L'OLP proclame l'État de Palestine.

Yasser
Arafat reconnaît explicitement le droit à l'existence de l'État
d'Israël et condamne toute espèce de terrorisme. À la suite
de tout cela, les États-Unis acceptent d'ouvrir un dialogue substantiel
avec l'OLP.
1990
L'émigration des Juifs de l'URSS connaît une brusque accélération.
Près de 200 000 personnes arrivent en Israël en 1990.
Après la tentative de débarquement d'un commando palestinien en
Israël, le président des États-Unis, George Bush, annonce
la suspension du dialogue américano-palestinien. L'URSS et Israël
décident de rétablir des relations consulaires et d'ouvrir une ligne
aérienne directe.
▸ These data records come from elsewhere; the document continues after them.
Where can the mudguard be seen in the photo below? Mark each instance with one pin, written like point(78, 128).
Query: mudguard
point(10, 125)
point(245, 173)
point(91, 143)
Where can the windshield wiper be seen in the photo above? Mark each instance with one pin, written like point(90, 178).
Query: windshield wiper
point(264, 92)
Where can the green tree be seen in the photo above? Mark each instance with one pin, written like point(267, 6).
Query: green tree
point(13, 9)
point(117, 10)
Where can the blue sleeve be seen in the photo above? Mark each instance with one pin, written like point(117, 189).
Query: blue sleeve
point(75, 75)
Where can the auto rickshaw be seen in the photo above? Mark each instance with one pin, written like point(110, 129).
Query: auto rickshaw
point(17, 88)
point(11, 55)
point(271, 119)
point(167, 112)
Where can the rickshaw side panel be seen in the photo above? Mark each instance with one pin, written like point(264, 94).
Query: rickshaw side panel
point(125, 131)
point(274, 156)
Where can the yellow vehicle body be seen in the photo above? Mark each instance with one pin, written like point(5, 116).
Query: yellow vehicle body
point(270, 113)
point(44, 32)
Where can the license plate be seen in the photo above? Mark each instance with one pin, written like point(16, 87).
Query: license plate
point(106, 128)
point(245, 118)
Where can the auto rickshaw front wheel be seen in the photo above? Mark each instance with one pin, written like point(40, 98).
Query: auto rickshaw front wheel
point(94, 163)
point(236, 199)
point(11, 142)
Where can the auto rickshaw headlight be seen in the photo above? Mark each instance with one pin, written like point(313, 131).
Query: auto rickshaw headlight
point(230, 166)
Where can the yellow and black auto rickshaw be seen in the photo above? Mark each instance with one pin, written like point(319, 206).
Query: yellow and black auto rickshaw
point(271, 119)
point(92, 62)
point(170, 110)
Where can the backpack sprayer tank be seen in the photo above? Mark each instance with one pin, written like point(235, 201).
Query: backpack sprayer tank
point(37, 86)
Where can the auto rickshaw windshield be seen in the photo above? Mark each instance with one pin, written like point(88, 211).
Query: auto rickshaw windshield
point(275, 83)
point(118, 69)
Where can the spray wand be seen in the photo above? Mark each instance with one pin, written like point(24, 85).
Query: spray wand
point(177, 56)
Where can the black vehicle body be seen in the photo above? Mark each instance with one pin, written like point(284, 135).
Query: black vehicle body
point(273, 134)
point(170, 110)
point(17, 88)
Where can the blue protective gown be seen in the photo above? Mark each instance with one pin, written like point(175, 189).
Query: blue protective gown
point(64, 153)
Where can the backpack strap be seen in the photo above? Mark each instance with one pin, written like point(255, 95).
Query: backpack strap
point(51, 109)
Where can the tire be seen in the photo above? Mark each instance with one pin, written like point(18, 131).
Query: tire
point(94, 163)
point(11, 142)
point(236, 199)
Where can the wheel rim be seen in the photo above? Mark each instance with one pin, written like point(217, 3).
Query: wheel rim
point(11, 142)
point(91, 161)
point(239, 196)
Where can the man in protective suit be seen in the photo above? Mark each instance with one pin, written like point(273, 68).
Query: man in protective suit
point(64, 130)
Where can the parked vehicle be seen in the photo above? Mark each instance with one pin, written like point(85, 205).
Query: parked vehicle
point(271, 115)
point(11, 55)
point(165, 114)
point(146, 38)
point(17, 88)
Le consulat d'Israël à Moscou sera effectivement
ouvert le 3 janvier 1991.
1991
Le 30 octobre, George Bush et Mikhaïl Gorbatchev tiennent
une conférence à Madrid, suivie, le 3 novembre, des premières
négociations bilatérales entre Israël et ses voisins arabes. Les
négociations multilatérales s'ouvriront à Moscou, le 28 janvier
1992, en l'absence des délégués palestiniens, syriens et libanais.

Le
secrétaire d'État américain, James Baker, annonce des garanties
bancaires pour un prêt de 10 milliards de dollars à Israël,
à condition que les Israéliens arrêtent l'implantation de colonies
juives en Cisjordanie et dans la bande de Gaza.